Zack Greinke, the team’s $147-million free-agent acquisition, is also in need of work. He threw a bullpen session under cover in the batting cages Friday, the first time he has thrown off a mound in more than a week. Greinke, who has pitched five innings over two Cactus League appearances, missed a previous bullpen session with forearm tightness, then skipped his scheduled start last Wednesday with illness.

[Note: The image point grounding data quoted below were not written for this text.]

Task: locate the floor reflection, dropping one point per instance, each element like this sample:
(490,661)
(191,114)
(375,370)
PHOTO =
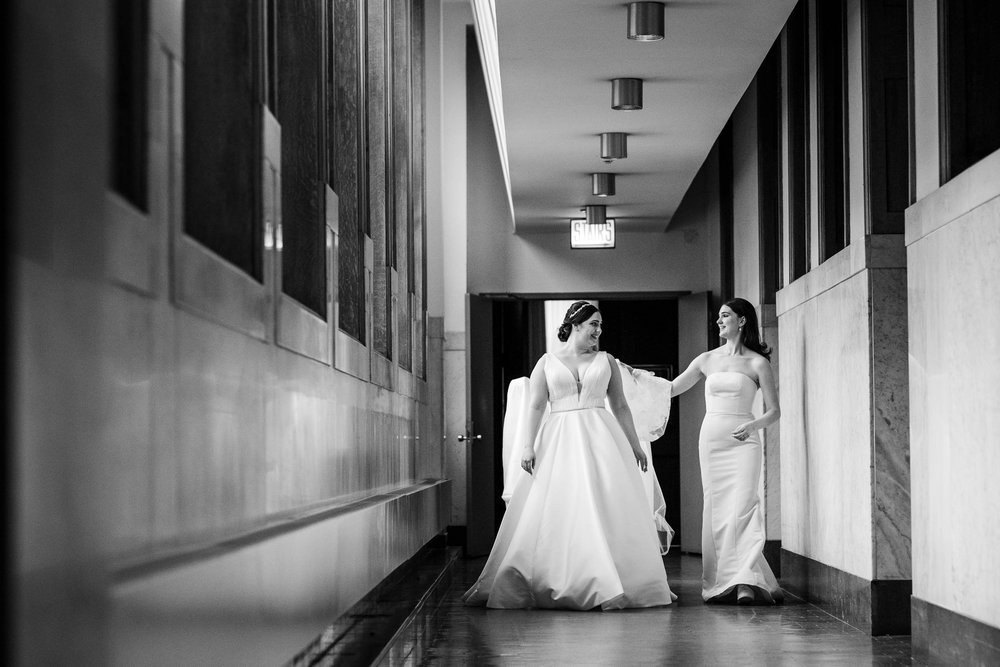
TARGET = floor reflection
(687,633)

In the nightcap of Friday’s split-squad doubleheader at Camelback Ranch, left-hander Chris Capuano managed to get his full four-inning workout in before rain stopped that game with the Dodgers leading 3-1 in the top of the fifth.

Capuano allowed a run on two hits, striking out three.

On the mend

Matt Kemp struck out in his only at-bat Friday. And even though that was officially stricken from the record when the game was washed out, it’s not as easy to erase the fact Kemp is hitless in 12 at-bats since off-season shoulder surgery.

Mattingly thinks part of the problem is Kemp’s concern he could reinjure the shoulder.

“He has to let it loose,” Mattingly said.

Carl Crawford, the Dodgers’ other injured outfielder, took 50 swings in the batting cage for the second time in as many days, hitting 25 balls off a tee and another 25 soft tosses. Crawford, who has yet to play in a spring training game, took a week off after experiencing nerve irritation in his surgically repaired left arm last month.

Crawford appears unlikely to be ready for opening day April 1.